After Surgery, a One-Eyed Grizzly is Released Back into the Wild

By JUSTIN FRANZ for the Flathead Beacon

Bear shot in the face by a bird hunter. Veterinarian Dan Savage operates on the eye of the female grizzly.

It’s not often a grizzly bear goes under the knife for surgery. But Montana Fish, Wildlife and Parks’ Tim Manley says a female grizzly caught near Ferndale was no normal bruin.

On Oct. 7, an adult female grizzly charged a bird hunter near Bigfork. The hunter shot the bear in the face as it advanced. Two weeks later, FWP caught the grizzly and a local veterinarian removed her damaged eye. The bear and its cub were released last week.

“This is the first time we’ve done something like this, but it was a special circumstance,” said Manley, grizzly bear management specialist for FWP.
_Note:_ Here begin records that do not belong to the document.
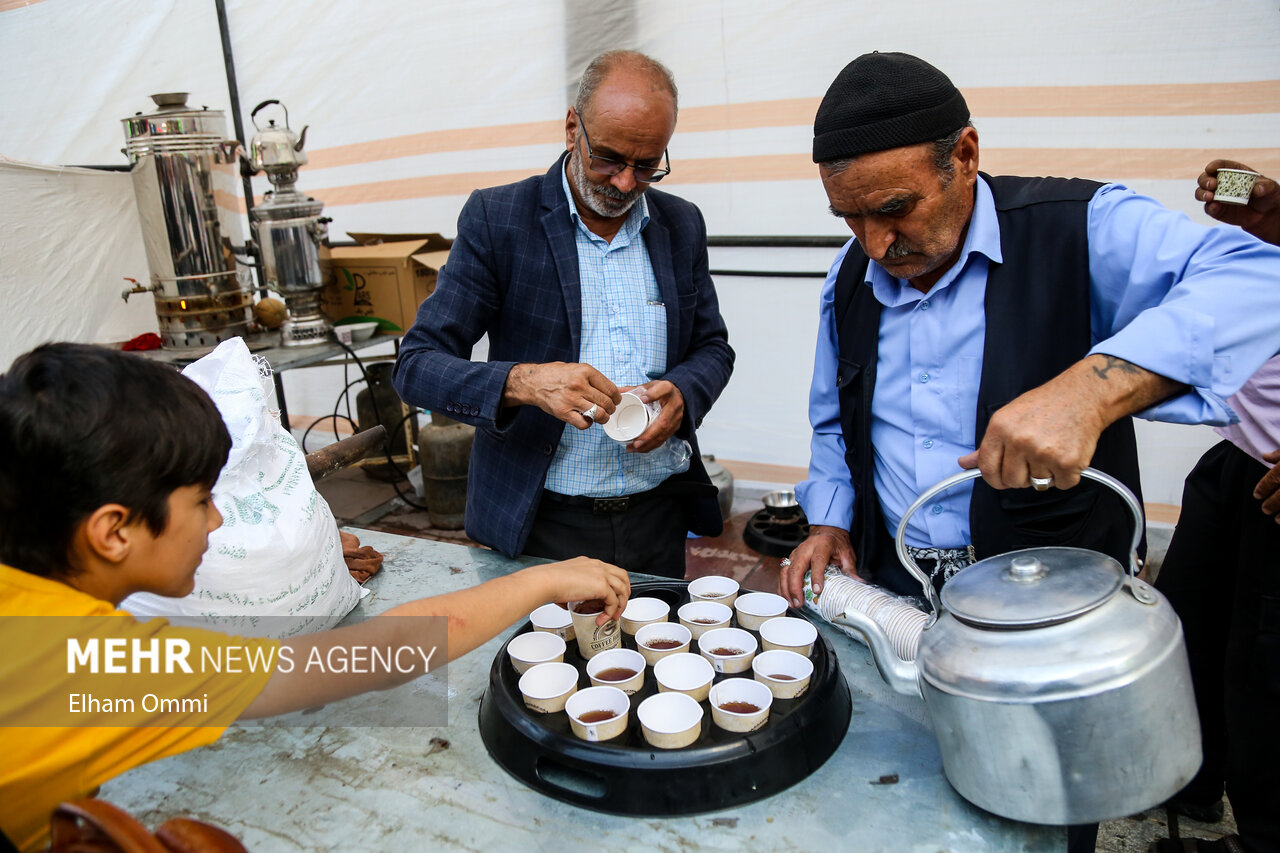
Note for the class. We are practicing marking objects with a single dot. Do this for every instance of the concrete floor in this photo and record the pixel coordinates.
(359, 500)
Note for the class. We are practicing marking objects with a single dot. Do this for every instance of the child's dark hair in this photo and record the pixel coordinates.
(82, 427)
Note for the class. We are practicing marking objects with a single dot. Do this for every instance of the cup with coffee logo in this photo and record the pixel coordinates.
(533, 648)
(630, 418)
(620, 667)
(598, 712)
(713, 588)
(670, 720)
(740, 705)
(659, 639)
(592, 638)
(730, 649)
(643, 611)
(786, 674)
(790, 634)
(547, 687)
(553, 619)
(685, 673)
(702, 616)
(755, 609)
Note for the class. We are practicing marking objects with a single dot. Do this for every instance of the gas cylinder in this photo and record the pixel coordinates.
(379, 404)
(444, 452)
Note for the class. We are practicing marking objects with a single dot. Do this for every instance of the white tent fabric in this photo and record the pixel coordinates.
(411, 104)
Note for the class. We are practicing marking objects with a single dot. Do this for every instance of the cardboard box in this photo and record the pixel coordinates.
(384, 278)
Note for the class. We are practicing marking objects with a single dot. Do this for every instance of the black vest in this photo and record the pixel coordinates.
(1037, 309)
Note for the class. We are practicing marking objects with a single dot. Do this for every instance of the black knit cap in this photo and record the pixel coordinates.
(885, 101)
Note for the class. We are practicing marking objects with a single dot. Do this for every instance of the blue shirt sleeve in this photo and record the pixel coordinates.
(1198, 305)
(827, 496)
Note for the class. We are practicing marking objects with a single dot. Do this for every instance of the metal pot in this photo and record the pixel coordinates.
(1057, 685)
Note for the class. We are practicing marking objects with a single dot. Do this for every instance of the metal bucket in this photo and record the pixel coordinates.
(186, 188)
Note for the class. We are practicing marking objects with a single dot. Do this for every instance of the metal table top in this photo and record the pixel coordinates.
(315, 788)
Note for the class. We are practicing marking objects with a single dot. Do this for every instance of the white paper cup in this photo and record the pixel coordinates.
(594, 699)
(547, 687)
(670, 720)
(740, 690)
(755, 609)
(592, 638)
(1234, 186)
(790, 634)
(727, 638)
(786, 674)
(685, 673)
(535, 647)
(643, 611)
(617, 658)
(553, 619)
(662, 633)
(631, 418)
(713, 588)
(690, 614)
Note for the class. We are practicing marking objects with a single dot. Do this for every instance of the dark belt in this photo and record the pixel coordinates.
(603, 505)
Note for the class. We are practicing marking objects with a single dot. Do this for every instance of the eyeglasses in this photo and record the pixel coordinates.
(604, 165)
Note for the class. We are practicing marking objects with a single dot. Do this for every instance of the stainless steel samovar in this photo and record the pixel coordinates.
(289, 231)
(186, 187)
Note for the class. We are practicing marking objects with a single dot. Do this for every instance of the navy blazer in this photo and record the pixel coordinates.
(512, 274)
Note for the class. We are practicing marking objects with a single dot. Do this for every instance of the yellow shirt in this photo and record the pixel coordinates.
(64, 730)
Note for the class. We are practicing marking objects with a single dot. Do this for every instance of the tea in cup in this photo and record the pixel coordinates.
(730, 649)
(786, 674)
(659, 639)
(592, 638)
(598, 712)
(740, 705)
(702, 616)
(620, 667)
(713, 588)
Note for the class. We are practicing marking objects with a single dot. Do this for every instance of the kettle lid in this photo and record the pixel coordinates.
(1032, 587)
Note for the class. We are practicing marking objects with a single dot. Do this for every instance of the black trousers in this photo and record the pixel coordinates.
(647, 534)
(1223, 578)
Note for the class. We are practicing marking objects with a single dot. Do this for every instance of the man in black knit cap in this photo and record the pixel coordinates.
(1009, 324)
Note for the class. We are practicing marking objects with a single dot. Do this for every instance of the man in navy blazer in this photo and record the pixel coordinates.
(586, 283)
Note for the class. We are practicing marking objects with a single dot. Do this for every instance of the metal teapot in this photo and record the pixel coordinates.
(1057, 684)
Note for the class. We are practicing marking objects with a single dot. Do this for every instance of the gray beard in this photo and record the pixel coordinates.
(603, 201)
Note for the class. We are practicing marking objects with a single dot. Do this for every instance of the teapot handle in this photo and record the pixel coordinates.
(1089, 473)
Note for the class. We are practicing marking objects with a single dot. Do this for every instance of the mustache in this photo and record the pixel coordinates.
(900, 249)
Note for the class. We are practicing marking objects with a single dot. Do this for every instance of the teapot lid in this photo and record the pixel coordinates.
(1032, 587)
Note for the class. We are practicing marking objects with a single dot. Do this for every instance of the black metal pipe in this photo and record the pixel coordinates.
(233, 90)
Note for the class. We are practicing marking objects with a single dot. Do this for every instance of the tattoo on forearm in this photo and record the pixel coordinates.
(1119, 364)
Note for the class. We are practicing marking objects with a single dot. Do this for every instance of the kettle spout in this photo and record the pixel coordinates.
(899, 674)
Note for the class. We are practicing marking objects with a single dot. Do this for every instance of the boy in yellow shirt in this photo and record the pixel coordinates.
(105, 477)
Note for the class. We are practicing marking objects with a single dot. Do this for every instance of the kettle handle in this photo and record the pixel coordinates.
(1089, 473)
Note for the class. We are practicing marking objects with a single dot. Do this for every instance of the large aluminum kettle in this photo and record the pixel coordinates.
(1057, 684)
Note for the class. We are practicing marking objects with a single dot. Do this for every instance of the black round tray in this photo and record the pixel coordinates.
(627, 776)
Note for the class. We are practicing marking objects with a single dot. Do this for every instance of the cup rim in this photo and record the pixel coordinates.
(662, 698)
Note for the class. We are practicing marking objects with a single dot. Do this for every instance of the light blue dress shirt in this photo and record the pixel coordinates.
(1198, 305)
(624, 337)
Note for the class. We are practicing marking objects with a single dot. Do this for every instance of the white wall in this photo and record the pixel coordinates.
(412, 103)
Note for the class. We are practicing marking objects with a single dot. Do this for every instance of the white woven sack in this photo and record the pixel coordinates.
(278, 553)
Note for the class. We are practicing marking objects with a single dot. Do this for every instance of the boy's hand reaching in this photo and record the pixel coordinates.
(584, 578)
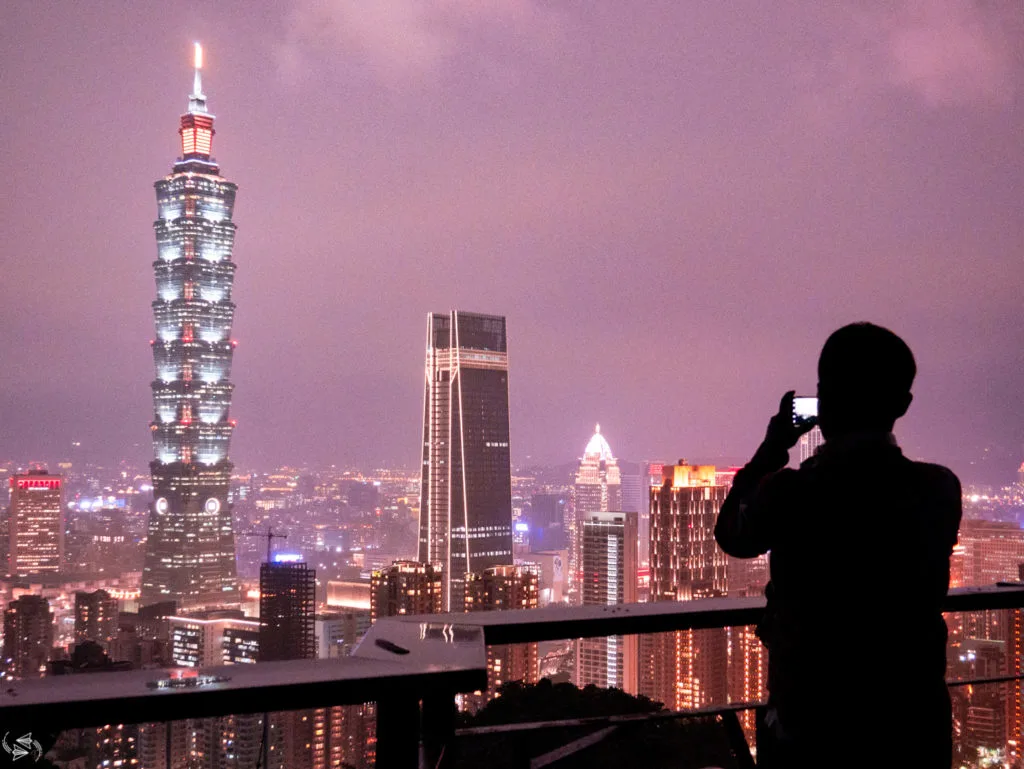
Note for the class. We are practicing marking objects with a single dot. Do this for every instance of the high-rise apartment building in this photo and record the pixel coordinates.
(406, 588)
(189, 554)
(287, 611)
(608, 559)
(95, 616)
(28, 636)
(466, 486)
(686, 669)
(597, 489)
(35, 524)
(636, 498)
(501, 589)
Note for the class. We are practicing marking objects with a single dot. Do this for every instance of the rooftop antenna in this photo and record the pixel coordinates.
(269, 536)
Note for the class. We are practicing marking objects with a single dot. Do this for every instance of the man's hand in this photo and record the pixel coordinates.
(781, 432)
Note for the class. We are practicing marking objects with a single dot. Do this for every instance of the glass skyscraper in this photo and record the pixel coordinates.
(190, 548)
(466, 488)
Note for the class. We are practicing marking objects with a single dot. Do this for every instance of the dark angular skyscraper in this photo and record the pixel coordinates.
(287, 611)
(189, 554)
(466, 492)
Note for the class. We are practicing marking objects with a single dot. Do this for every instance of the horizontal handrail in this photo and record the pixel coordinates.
(401, 657)
(558, 623)
(707, 712)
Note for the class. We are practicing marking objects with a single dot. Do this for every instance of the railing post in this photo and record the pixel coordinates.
(438, 730)
(398, 733)
(737, 740)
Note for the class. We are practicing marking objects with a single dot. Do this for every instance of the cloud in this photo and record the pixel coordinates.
(402, 40)
(945, 52)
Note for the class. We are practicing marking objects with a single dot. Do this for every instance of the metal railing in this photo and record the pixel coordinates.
(412, 667)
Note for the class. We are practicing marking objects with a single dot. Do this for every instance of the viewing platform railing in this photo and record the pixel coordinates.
(412, 667)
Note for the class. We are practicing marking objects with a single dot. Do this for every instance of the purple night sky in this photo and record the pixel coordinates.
(673, 203)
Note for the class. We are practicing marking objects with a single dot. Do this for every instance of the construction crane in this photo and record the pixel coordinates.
(269, 536)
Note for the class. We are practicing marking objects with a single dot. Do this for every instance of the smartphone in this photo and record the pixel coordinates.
(805, 411)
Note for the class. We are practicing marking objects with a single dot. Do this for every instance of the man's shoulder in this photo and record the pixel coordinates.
(938, 476)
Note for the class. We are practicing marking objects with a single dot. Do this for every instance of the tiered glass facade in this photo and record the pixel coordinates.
(190, 548)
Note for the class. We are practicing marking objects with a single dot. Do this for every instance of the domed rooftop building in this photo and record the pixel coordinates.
(597, 489)
(598, 447)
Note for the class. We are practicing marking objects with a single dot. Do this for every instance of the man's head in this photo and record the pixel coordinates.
(864, 378)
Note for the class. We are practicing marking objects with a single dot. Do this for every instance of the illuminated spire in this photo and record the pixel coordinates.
(197, 101)
(598, 447)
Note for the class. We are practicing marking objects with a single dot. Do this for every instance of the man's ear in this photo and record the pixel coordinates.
(904, 403)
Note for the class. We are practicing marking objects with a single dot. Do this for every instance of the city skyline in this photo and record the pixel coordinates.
(761, 206)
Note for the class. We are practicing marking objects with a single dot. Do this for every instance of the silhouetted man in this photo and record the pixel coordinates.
(860, 539)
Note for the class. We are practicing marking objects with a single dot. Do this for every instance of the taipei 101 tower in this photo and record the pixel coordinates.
(189, 555)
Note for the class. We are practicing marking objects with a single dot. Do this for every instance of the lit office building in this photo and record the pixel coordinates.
(35, 524)
(28, 636)
(211, 638)
(501, 589)
(466, 486)
(686, 669)
(597, 489)
(608, 561)
(991, 552)
(189, 554)
(338, 633)
(287, 610)
(95, 616)
(810, 442)
(406, 588)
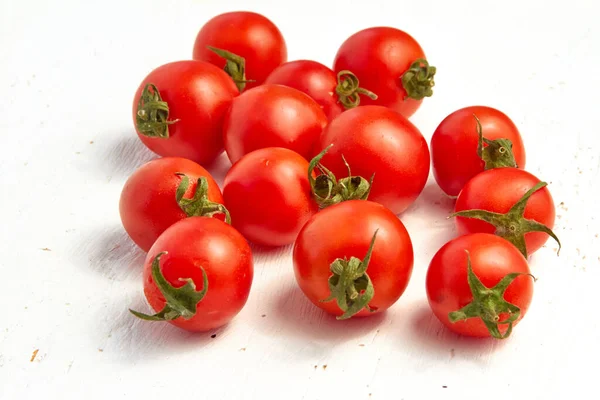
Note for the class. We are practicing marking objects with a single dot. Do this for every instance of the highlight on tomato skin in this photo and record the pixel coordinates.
(179, 108)
(248, 35)
(205, 268)
(499, 270)
(390, 63)
(455, 144)
(510, 202)
(357, 239)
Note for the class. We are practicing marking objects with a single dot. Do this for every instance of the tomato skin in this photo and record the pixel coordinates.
(379, 56)
(226, 258)
(497, 190)
(198, 95)
(375, 139)
(454, 145)
(345, 230)
(268, 196)
(148, 206)
(272, 116)
(313, 79)
(246, 34)
(491, 259)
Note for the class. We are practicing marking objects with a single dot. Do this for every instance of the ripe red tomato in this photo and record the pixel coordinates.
(248, 35)
(268, 195)
(178, 110)
(499, 279)
(336, 239)
(333, 92)
(377, 140)
(497, 191)
(164, 191)
(272, 116)
(454, 145)
(390, 63)
(202, 253)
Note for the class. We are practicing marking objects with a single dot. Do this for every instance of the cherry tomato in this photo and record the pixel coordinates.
(346, 238)
(498, 277)
(204, 268)
(333, 92)
(377, 140)
(524, 202)
(455, 142)
(178, 110)
(268, 195)
(272, 116)
(391, 64)
(164, 191)
(248, 35)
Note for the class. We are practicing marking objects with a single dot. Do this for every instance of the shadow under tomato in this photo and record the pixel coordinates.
(129, 339)
(109, 252)
(303, 322)
(432, 335)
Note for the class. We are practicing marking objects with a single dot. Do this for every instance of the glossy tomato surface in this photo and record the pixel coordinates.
(379, 57)
(377, 140)
(272, 116)
(497, 190)
(345, 230)
(246, 34)
(226, 258)
(312, 78)
(455, 141)
(492, 258)
(198, 94)
(148, 204)
(268, 195)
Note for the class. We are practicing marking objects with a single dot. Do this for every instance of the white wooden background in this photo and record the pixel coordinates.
(68, 71)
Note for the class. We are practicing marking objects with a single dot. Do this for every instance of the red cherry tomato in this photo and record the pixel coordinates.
(272, 116)
(334, 94)
(498, 191)
(205, 267)
(377, 140)
(455, 142)
(391, 64)
(492, 260)
(268, 195)
(149, 201)
(246, 34)
(179, 108)
(345, 231)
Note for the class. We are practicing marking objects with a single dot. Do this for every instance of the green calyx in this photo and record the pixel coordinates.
(180, 302)
(350, 285)
(235, 66)
(199, 205)
(489, 303)
(349, 91)
(512, 226)
(497, 154)
(327, 190)
(418, 80)
(152, 117)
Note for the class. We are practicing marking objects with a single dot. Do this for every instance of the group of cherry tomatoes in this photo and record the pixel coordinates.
(324, 158)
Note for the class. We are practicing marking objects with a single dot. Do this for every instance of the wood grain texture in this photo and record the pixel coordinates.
(68, 74)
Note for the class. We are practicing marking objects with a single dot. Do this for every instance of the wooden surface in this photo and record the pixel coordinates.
(67, 77)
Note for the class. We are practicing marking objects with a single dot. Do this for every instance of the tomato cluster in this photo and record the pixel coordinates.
(324, 159)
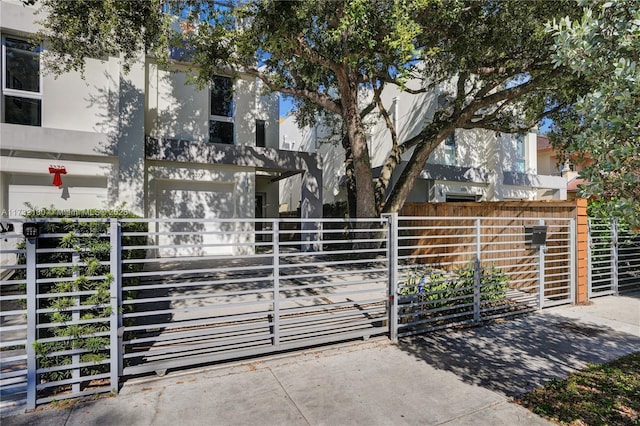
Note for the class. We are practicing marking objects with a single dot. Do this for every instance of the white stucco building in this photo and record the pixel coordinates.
(470, 165)
(145, 138)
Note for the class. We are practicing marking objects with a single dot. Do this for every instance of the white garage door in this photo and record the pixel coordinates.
(195, 200)
(77, 193)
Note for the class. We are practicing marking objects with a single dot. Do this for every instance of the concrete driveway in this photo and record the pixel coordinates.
(450, 377)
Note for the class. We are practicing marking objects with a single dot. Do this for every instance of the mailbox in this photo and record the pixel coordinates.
(31, 230)
(535, 235)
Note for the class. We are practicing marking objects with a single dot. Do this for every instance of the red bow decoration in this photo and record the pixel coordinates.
(57, 170)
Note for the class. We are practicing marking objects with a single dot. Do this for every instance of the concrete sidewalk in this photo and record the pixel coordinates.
(461, 377)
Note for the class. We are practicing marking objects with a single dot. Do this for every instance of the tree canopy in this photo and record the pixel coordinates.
(603, 131)
(338, 57)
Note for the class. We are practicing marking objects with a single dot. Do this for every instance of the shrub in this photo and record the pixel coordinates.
(433, 288)
(78, 274)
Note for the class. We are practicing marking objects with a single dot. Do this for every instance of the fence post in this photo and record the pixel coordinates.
(392, 256)
(276, 282)
(541, 251)
(116, 329)
(589, 264)
(477, 272)
(32, 321)
(582, 252)
(572, 261)
(614, 257)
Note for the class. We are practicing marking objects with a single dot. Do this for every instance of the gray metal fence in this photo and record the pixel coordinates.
(92, 301)
(614, 258)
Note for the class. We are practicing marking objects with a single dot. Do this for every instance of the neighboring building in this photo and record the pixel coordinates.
(477, 165)
(146, 138)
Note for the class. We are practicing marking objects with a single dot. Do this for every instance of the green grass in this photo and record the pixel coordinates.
(602, 394)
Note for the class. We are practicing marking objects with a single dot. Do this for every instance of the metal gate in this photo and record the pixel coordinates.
(89, 301)
(614, 258)
(223, 289)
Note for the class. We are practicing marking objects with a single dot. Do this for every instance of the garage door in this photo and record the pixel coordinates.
(195, 200)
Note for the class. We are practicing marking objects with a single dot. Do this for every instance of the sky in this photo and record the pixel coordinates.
(286, 105)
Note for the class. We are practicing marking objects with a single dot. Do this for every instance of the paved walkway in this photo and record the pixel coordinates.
(462, 377)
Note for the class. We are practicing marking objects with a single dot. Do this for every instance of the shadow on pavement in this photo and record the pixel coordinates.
(516, 356)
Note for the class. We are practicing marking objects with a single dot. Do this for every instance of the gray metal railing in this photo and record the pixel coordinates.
(97, 301)
(457, 271)
(614, 258)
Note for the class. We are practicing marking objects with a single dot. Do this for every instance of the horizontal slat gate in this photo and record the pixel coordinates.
(457, 271)
(219, 290)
Manley said the attack on Oct. 7 was unprovoked. The grouse hunter was sitting on a knoll when he first saw the bear and her cub walk past, about 75 feet away, according to Manley. As the bears walked by, the mother turned to the hunter and started walking toward him.

The hunter started making noise in hopes of scaring the bear away but instead it charged him. With a 20-gauge shotgun, the hunter fired at the bear when it was about 16 feet away, Manley said. The wounded bear turned and ran away.

An injured female grizzly bear is shown inside a Montana FWP bear trap. The bruin had been wounded earlier in the week when it surprised a hunter.

The hunter reported the incident to FWP and Manley said officials tracked the bear. Initially, officials decided against trapping it, but when it moved into the populated Ferndale area, Manley said they had no choice. On Oct. 21, FWP crews caught the grizzly and her cub.
“Once we had captured her and inspected her, we saw that she was in pretty rough shape from the shotgun blast,” Manley said.

Kalispell veterinarian Dr. Dan Savage sedated the bear a few days later and removed the grizzly’s eye and eye tissue, applied stitches and cleaned the infected area of the face. Manley said a specialist kept an eye on the bear for two days, until releasing her and the cub on Oct. 24 near Spotted Bear.

This wasn’t the first time the bear and her cub were captured by FWP. According to spokesperson John Fraley, the two were captured earlier this year along the east front of the Rockies and moved to the east side of the Hungry Horse Reservoir.Manley hopes the bear will wander deep into the wilderness and den for the winter. With winter quickly approaching, Manley said he is not concerned about the bear returning to populated areas, though it is currently wearing a radio tag to track its movements.

Manley said the bear is expected to live a normal life and added that only having one eye shouldn’t hinder her too much. Although, Manley did say there could be one long-lasting effect of the run-in with the bird hunter.

“She may be pretty leery of people now,” he said.